Disruptive Innovation in Predominately White Academic Theatre

In truth, I have always grappled with seeing myself as a traditional academic. Many theatre faculty artists with MFAs struggle with this feeling. The artistic compromise one often feels when researching and producing scholarship is not where I, as a tenure-track professor, felt most conflicted. I wish that were the basic fundamental struggle. From well-intentioned colleagues casting African-American students in stereotyped roles and in roles that were unequivocally Eurocentric to strategizing mainstage season lineups that did not include African-American playwrights (i.e., stories about black people for other black people), the largest obstacle was the level of resistance to provide a safe space for black student artists to grow into their own authenticity through theatre.  

Since being on tenure-track, cultivating resilience as a minority and being an unofficial diversity officer has been the nature of the job. White people’s need of me to help them understand my culture, my aesthetic, i.e., myself, was flattering for a while, I admit.

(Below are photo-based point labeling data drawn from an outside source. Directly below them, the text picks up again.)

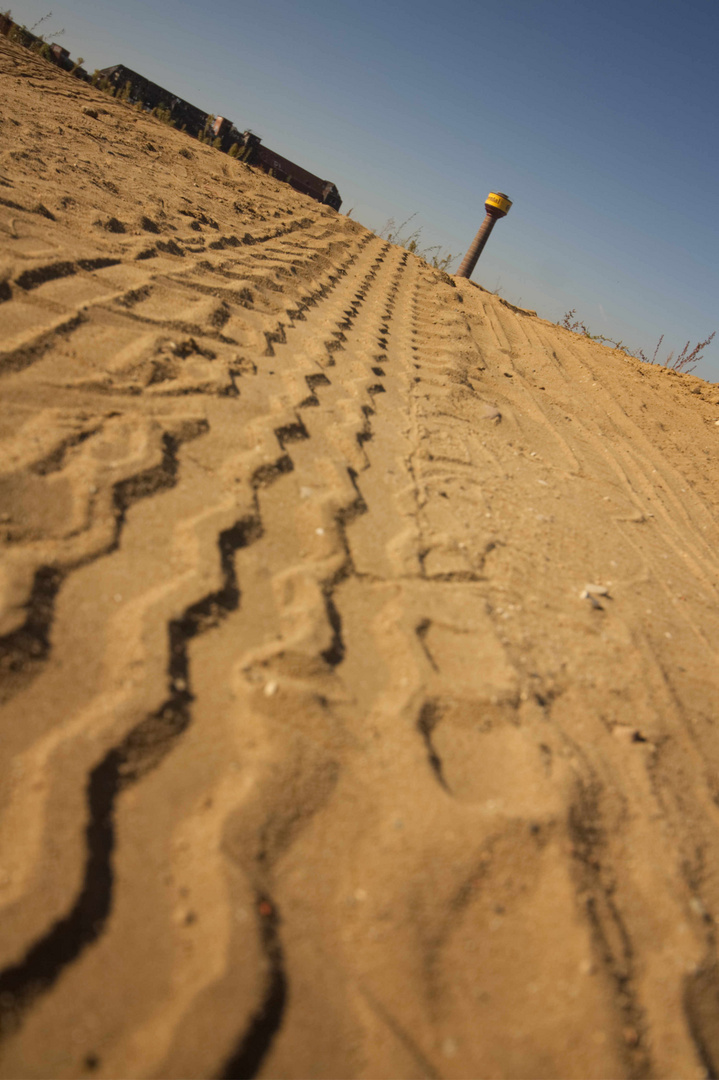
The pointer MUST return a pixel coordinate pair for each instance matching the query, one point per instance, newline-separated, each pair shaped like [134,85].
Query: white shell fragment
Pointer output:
[593,593]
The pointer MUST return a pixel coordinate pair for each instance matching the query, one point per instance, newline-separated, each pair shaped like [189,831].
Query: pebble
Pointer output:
[594,591]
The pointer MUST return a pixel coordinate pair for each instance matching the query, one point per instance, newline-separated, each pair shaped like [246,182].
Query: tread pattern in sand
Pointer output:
[317,761]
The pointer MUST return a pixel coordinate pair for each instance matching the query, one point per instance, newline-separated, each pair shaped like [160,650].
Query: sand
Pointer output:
[358,642]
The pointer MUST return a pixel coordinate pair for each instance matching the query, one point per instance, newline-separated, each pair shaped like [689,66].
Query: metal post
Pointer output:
[497,205]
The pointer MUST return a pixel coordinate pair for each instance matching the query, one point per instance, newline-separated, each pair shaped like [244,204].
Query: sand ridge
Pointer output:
[317,763]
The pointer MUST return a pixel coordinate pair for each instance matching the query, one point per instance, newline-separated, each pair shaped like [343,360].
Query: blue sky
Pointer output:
[597,119]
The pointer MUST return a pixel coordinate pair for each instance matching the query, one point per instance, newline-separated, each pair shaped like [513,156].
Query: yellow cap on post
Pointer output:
[498,203]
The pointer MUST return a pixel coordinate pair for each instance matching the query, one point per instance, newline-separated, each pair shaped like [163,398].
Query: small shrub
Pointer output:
[684,362]
[395,234]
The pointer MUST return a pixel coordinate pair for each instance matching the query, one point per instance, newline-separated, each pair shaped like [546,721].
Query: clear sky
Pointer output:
[597,119]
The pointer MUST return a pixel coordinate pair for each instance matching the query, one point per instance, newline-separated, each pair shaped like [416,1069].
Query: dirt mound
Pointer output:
[357,644]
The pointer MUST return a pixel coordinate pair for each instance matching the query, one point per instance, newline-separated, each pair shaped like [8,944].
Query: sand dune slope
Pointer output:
[320,759]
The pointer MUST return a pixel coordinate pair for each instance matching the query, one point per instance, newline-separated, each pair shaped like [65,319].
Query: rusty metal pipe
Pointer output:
[497,205]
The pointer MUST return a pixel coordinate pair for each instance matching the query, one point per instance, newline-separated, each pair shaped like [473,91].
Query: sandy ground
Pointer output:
[316,760]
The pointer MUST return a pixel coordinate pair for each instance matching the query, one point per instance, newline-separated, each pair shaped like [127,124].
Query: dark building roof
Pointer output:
[144,90]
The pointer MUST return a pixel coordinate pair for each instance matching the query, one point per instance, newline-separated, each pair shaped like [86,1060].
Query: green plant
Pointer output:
[395,234]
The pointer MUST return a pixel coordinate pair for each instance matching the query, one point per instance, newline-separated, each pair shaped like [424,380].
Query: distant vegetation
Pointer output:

It even got me believing that maybe I was “at home.” Was I “at home” because white people needed me for their own survival and vibrancy? Was being a minority and a diversity champion my assigned territory?

When I ask myself how did I get here? How did I find my way into a profession where I am constantly finding ways to survive? How did I, an HBCU graduate, end up in a workspace where there is such resistance to having serious conversations about diversity and inclusion? Where there is exclusion of one’s experience and survival is nearly impossible because you—because I—essentially don’t count, I ask myself again, is this how being “at home” is supposed to feel?